Andrey Zvyagintsev with the Golden Lion he won at Venice in 2003 for his first feture, The Return.

Every few years the international film community discovers a new director whose films win prizes at festivals and new fans around the world. Andrey Zvyagintsev first attracted attention with The Return in 2002, followed by The Banishment in 2007 and Elena in 2011. The director’s fourth feature Leviathan was one of the most celebrated and controversial films of 2014 and given the current belligerence of the Russian state, Zvyagintsev’s oblique commentaries on Russian society have begun to attract attention in the news media. What makes these films so compelling and distinctive? 

This day school introduced Zvyagintsev as an unusual figure in contemporary cinema who worked for many years as an actor before directing an episode of a television drama series aged 36 in 2000. The move into feature films was rapid and The Returns award of the Golden Lion in Venice was a reminder of another début win by Tarkovsky’s Ivan’s Childhood in 1962.
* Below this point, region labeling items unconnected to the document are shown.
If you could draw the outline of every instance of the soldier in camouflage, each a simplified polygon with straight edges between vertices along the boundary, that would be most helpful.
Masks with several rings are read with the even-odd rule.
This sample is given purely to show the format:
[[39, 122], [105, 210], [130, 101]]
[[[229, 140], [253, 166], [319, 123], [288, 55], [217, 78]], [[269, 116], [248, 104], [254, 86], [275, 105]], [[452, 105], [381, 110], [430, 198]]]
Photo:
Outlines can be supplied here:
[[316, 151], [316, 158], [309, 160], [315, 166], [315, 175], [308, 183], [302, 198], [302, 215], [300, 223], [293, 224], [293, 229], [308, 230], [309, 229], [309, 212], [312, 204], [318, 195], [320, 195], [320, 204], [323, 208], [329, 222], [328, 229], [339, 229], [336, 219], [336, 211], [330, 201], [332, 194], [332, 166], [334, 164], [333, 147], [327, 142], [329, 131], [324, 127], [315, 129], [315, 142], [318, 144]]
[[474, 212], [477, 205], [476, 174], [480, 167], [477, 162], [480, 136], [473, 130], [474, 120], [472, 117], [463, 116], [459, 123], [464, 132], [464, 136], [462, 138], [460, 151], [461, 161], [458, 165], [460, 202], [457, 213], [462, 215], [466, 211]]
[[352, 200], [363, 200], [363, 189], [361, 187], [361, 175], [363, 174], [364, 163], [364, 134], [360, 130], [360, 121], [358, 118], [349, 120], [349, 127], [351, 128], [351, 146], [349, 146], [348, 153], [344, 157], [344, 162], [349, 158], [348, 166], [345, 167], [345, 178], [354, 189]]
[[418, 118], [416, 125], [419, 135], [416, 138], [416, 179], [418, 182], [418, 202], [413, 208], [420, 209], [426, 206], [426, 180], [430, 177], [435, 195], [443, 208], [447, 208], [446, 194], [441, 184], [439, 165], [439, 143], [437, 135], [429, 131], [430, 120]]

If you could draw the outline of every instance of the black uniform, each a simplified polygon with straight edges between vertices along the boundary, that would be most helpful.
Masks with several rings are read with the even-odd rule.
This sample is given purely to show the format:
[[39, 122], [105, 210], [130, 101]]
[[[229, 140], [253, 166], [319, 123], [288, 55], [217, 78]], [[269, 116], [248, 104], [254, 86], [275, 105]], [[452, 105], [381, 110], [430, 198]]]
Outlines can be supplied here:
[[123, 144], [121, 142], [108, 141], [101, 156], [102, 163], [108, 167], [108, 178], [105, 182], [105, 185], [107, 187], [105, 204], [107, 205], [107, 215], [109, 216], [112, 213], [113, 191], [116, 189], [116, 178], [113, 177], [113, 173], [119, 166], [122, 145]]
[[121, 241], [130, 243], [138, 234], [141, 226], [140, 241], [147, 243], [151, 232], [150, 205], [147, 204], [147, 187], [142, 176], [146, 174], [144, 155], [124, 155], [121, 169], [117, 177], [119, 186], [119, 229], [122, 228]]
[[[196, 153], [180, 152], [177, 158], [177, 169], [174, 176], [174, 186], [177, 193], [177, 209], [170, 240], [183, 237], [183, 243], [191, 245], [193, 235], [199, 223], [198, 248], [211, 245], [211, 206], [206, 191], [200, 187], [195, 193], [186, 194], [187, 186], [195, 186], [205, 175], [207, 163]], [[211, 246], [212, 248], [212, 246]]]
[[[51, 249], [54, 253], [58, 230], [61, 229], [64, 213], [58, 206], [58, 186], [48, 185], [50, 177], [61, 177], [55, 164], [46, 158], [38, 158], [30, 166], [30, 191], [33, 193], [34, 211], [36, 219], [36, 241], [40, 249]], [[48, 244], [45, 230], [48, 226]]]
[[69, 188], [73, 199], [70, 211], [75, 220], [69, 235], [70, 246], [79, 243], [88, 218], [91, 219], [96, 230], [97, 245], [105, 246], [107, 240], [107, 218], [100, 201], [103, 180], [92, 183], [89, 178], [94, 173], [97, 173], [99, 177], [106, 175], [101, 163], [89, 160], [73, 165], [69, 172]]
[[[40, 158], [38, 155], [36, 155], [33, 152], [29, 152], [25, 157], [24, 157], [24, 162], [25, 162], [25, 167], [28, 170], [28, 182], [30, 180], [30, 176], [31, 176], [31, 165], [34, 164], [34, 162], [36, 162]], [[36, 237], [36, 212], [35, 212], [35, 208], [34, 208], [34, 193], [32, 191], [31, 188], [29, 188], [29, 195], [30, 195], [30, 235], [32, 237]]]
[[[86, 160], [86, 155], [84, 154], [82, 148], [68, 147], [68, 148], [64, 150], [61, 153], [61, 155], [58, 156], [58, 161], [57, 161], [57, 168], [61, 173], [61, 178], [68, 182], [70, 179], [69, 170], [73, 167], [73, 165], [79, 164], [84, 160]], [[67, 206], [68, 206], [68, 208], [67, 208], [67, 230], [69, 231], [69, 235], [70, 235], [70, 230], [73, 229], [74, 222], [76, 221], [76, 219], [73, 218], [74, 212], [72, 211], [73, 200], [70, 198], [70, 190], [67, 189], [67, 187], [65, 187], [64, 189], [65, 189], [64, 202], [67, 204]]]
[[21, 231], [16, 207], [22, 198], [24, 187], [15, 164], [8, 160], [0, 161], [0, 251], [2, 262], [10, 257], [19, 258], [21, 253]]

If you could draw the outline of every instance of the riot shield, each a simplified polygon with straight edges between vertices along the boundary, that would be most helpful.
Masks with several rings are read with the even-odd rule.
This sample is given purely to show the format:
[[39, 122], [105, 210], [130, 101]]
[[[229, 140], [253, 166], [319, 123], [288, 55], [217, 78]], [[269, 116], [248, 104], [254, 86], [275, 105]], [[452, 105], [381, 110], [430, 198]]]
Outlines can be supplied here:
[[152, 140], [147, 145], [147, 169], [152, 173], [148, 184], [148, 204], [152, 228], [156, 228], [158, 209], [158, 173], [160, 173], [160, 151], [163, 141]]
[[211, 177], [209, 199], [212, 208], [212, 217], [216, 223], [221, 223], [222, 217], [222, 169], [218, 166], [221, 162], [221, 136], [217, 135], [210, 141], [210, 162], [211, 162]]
Zvyagintsev’s film’s have attracted audiences for three main reasons and these were the focus of the Day School:

  1. The stories resonate because of strong characters and universal themes (often with Biblical allusions) – which can also be interpreted in specific Russian contexts.
  2. Some fruitful collaborations with talented filmmakers to produce a powerful aesthetic appeal in terms of cinematography, music and sound and use of settings and landscape.
  3. A dedication to the ‘art’ of cinema and an obvious debt to several of the giants of art cinema such as Andrei Tarkovsky as well as an affinity with other contemporary art directors such as Nuri Bilge Ceylan.

 The day included a complete screening of Zvyagintsev’s third feature Elena plus discussion-based sessions with extracts from the other three films and complementary material from Tarkovsky and Ceylan.